Ils réclament des réponses concrètes, pas des promesses diluées dans un protocole administratif.
En choisissant de se mobiliser pendant la venue d’un membre du gouvernement, les syndicats adressent un message clair : plus de gestion silencieuse de la crise pénitentiaire calédonienne.
La colère est désormais publique, assumée, structurée.
Des revendications lourdes face à une réalité budgétaire étouffante
L’intersyndicale dénonce un « dialogue social réduit à un dialogue de sourds » et des politiques d’« asphyxie budgétaire » répétées.
Leur mot d’ordre : seule une mobilisation massive peut aujourd’hui rétablir un semblant d’équité.
Les griefs sont nombreux et ciblent des manquements essentiels :
– manque chronique de personnel ;
– conditions de travail indignes ;
– gestion budgétaire inéquitable ;
– pressions hiérarchiques injustifiées ;
– dénigrement déguisé ;
– absence de perspectives de réforme interne.
Ces doléances ne viennent pas d’une minorité capricieuse : elles sont portées par les trois syndicats les plus représentatifs du secteur. Leur appel est sans ambiguïté :
« Rejoignez-nous le 13 novembre pour une mobilisation forte ! »
Le choix du calendrier n’a rien d’anodin. En pleine visite ministérielle, cette démonstration de force veut rappeler une vérité souvent oubliée : la sécurité intérieure repose d’abord sur ceux qui la garantissent, jour après jour, dans les cellules, les coursives, les miradors loin des caméras.
Une décision de justice qui accentue la pression
Cette mobilisation intervient dans un contexte déjà explosif.
Le 29 octobre, le tribunal administratif de Nouméa a ordonné à l’administration pénitentiaire de prendre trois séries de mesures urgentes après la plainte de cinquante détenus dénonçant des conditions de vie indignes. Un camouflet juridique rare.
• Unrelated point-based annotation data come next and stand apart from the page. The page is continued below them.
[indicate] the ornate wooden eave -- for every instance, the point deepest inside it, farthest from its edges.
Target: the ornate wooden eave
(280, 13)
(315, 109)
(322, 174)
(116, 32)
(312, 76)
Le juge des référés a enjoint l’État de :
– améliorer les conditions matérielles des détenus dormant sur des matelas à même le sol ;
– procéder à une désinsectisation et une dératisation complètes ;
– installer des rideaux dans les blocs sanitaires pour préserver un minimum d’intimité dans les cellules collectives.
Autrement dit, des exigences de base celles que la France considère comme des standards élémentaires depuis des décennies.
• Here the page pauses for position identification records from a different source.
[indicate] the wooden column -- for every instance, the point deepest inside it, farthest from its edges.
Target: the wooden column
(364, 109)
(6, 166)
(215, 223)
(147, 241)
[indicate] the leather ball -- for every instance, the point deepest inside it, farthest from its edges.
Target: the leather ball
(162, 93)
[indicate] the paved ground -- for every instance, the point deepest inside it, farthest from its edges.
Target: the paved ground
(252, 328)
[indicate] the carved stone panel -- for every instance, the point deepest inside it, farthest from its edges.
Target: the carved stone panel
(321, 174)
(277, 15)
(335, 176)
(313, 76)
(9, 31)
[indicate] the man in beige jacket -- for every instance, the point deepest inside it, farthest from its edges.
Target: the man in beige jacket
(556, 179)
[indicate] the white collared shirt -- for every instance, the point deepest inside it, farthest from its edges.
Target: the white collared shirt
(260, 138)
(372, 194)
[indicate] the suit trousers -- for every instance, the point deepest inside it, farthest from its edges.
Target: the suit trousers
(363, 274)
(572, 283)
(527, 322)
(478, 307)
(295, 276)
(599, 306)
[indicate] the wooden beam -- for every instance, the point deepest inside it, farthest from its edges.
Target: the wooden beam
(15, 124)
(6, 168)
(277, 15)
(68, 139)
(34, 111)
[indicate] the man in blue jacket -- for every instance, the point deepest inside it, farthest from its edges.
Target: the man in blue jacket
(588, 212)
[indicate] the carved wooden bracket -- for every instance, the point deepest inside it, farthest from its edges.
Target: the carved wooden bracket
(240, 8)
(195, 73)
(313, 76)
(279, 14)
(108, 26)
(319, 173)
Que le juge les rappelle en urgence révèle la profondeur de la dégradation.
Mais cette décision met aussi en lumière une réalité dérangeante : si les détenus s’organisent mieux que les agents pour obtenir des avancées, c’est toute la légitimité opérationnelle de l’institution qui vacille.
Pour les syndicats, c’est la preuve ultime d’une administration à la dérive, au détriment des personnels comme de l’autorité.
Le paradoxe est saisissant : les décisions judiciaires exigent plus de moyens, mais ceux qui doivent les appliquer dénoncent déjà une pénurie chronique.
La crise budgétaire continue d’éroder les marges d’action.
Le Camp-Est porte les stigmates d’un système épuisé, que ni circulaires ministérielles ni visites officielles ne suffiront à réparer.
En Nouvelle-Calédonie, l’autorité de l’État est attendue dans les actes, pas dans les discours une vérité que le Camp-Est incarne désormais cruellement.